Broadcasting Regulation: When is retransmission retransmission?

The digital evolution of broadcasting, with the development of on-demand services, has led the European institutions to propose a reform of the 1993 CabSat Directive in the form of a new Regulation.

While the audiovisual industry has come together to defend the principle of the territoriality of rights and therefore oppose the application of the country of origin principle to broadcasters’ ancillary online services (Art 2), another aspect of the Regulation is also very important for audiovisual authors. It deals with the exercise of the retransmission rights by rightholders other than broadcasters (Art 3). Cable retransmission has been the proven success story of cross-border access to foreign channels and the EC proposes to extend the cable retransmission regime to retransmission techniques other than cable. We applaud this proposal.

So, what’s the problem?

There are court cases in a number of Member States where the retransmission regime of the CabSat Directive is being undermined by retransmission operators, claiming that the broadcasters’ signal transmission technique, known as “Direct Injection”, means that their retransmission are not retransmissions anymore. In turn, this means they are not liable for royalty payments to authors on the basis of the retransmission regime. Unfortunately, some courts have agreed and the CJEU case-law is contradictory. Worse still, the judgements of the courts in these cases are leading some broadcasters to consider that they are not liable for royalties for the communication to the public as they are not the final link in the chain.

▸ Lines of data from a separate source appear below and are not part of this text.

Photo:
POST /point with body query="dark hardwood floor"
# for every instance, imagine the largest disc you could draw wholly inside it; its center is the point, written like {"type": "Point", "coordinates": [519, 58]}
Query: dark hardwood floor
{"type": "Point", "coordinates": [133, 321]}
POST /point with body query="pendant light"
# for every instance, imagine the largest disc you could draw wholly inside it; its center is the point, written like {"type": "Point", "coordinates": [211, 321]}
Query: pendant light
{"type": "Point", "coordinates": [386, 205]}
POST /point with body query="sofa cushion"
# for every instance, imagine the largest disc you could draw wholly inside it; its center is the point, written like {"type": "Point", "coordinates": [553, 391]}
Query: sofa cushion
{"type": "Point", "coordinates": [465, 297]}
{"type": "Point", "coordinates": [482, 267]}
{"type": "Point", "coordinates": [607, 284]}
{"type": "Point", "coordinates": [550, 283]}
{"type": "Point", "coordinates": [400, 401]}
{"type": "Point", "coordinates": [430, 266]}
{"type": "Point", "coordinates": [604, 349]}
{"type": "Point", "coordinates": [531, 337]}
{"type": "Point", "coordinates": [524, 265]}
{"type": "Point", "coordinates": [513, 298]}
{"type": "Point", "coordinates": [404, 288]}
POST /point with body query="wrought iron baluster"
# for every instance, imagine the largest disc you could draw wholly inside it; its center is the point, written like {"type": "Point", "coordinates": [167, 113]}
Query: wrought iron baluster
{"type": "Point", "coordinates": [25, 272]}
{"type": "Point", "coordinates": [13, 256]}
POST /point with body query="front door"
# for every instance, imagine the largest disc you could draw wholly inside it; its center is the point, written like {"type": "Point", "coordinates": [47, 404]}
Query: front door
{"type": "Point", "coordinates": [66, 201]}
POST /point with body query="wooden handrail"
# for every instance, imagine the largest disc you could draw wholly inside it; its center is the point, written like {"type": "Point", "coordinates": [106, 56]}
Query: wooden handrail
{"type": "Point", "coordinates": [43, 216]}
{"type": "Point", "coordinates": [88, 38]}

Given the proliferation of litigation and conflicting jurisprudence, SAA joined together with the collective management organisation for producers, AGICOA, to prove that a technology neutral European solution is needed. This means a strong and incontestable legal regime that covers Direct Injection. We commissioned Ampere Analysis to analyse the retransmission market in Europe. Their findings are clear. Not only is Direct Injection becoming the industry standard for getting a channel to a retransmission operator, but 79% of all cross-border retransmissions are via Direct Injection. Direct injection is only a technical means of delivery of the signal to retransmission operators, with no impact on the business model and economics of the broadcasting and retransmission markets.

The repercussions could be dramatic for screenwriters’ and directors’ remuneration if the EU does not amend its proposal to recall a simple truth: the retransmission regime includes channels directly injected for retransmission purposes. This clarification would make a world of difference to audiovisual authors.